「80年代の記憶」は彼を怒りと苦痛に駆り立てる。スパイ容疑で連行され、保安司の西氷庫分室に連れ去られて拷問された記憶は本当に忘れたかった。しかし、金浦空港に降り、軍人たちが追いかけてくる悪夢を見た日には、必ずあの日が思い浮かび、体に痛みが走った。特に2年間の保安司強制勤務は彼の傷をより深くした。

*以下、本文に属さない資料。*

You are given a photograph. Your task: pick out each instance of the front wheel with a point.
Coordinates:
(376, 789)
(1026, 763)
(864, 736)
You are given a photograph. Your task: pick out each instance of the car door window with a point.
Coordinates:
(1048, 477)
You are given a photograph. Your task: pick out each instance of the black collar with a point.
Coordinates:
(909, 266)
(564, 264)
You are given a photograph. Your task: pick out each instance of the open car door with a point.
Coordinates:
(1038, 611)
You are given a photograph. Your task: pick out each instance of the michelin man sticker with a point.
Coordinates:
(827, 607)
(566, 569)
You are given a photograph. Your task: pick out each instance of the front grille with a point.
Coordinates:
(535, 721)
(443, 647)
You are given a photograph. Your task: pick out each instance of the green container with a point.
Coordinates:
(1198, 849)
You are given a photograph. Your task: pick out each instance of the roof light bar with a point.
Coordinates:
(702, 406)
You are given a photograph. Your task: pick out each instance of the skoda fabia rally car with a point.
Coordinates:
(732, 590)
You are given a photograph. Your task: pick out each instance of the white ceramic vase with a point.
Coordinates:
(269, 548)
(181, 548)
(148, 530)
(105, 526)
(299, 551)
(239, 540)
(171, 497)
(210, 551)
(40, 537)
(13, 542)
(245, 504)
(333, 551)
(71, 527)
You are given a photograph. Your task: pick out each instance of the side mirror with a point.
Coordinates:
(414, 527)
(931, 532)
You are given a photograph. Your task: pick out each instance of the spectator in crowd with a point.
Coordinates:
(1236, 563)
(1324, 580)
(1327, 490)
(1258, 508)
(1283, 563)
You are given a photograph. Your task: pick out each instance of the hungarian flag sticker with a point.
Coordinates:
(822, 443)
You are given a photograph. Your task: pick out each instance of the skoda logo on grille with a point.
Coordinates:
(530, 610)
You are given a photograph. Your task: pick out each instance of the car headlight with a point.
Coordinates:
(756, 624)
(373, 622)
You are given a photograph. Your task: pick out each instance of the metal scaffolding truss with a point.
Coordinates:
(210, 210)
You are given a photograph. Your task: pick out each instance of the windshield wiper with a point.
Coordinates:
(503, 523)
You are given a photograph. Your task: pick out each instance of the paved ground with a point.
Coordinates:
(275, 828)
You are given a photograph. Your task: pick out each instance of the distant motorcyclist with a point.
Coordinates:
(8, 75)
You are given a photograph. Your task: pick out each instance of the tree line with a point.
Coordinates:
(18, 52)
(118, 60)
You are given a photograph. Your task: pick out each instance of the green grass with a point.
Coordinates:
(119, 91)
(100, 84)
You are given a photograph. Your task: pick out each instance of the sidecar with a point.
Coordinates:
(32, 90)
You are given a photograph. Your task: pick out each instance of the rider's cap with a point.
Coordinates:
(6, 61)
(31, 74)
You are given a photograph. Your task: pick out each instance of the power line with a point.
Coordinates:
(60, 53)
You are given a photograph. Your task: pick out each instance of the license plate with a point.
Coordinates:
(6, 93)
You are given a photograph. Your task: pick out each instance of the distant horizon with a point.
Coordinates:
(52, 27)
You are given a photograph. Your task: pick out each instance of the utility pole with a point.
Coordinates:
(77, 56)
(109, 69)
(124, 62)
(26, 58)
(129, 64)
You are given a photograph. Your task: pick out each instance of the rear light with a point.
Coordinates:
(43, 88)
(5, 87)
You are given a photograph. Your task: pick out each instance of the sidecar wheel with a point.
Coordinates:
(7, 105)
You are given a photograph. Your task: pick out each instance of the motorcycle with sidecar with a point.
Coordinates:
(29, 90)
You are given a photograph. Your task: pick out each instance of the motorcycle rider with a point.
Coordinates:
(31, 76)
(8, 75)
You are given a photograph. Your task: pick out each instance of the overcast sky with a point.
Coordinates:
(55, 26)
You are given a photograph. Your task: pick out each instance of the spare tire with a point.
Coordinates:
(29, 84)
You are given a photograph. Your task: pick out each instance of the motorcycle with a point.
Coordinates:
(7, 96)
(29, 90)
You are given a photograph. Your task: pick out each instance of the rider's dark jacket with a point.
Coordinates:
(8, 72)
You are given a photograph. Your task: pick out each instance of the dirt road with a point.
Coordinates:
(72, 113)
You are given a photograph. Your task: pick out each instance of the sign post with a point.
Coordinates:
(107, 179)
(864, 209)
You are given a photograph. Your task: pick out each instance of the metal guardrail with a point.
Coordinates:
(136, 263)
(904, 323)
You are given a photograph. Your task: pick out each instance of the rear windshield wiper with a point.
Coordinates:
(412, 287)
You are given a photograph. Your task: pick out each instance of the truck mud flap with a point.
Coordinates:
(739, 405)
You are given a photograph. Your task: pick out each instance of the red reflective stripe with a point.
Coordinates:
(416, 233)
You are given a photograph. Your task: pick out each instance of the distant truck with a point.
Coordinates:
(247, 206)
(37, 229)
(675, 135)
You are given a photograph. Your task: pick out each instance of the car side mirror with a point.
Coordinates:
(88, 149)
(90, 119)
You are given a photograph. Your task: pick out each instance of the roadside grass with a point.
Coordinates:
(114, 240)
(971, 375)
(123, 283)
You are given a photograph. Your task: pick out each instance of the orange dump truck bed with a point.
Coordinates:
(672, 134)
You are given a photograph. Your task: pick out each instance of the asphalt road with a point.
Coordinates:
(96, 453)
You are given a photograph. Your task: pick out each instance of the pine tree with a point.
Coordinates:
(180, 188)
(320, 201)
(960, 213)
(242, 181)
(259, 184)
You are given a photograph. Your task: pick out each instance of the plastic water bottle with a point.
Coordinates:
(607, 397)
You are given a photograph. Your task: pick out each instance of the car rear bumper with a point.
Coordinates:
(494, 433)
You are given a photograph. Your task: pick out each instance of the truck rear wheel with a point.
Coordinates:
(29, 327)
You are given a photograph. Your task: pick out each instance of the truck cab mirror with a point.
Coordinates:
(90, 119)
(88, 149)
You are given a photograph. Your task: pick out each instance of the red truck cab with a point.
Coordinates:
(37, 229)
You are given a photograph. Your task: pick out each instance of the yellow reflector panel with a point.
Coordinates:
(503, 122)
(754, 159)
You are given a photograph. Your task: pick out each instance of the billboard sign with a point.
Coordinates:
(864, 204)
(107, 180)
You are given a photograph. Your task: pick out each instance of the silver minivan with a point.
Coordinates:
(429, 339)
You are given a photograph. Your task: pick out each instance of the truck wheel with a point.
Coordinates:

- 86年に日本に逃亡してから2000年になって故国の地を踏んだというが。
それまで起訴中止状態だった。行政制裁を受けていたため、パスポートを発給できなかった。当時私は大阪の生協団体で韓国語講師として働きながら韓国の市民団体と交流することに力を注いだ。それで信頼が生まれたが、私がそんなもどかしい境遇にあることを知って生協組合員と韓国語講座を受ける人たちが署名運動が繰り広げ、当時金大中大統領に嘆願書も提出してくれた。その年3月15日、大阪韓国総領事館から行政制裁を解除するという連絡を受けた。パスポートの発行が可能になって5月に帰国した。15年ぶりだった。
- 今回また帰国した理由は。
まず民主化運動の補償を申請できるか調べて、民主化精神継承国民連帯の過去事清算活動に協力するためにしばらく帰国した。
- 2000年15年ぶりに帰国する時、機務司から圧力は受けなかったか。
当時大阪総領事館からこんな話を聞いた。私の問題で法務部と外交部、機務司など三者が会議を開き、機務司が私に対して手を出さないと約束して行政制裁が解けたというのだ。腑に落ちなかった。機務司が私に自分たちの過ちを謝らなければならないと言うのに、私に何か恩着せがましくて....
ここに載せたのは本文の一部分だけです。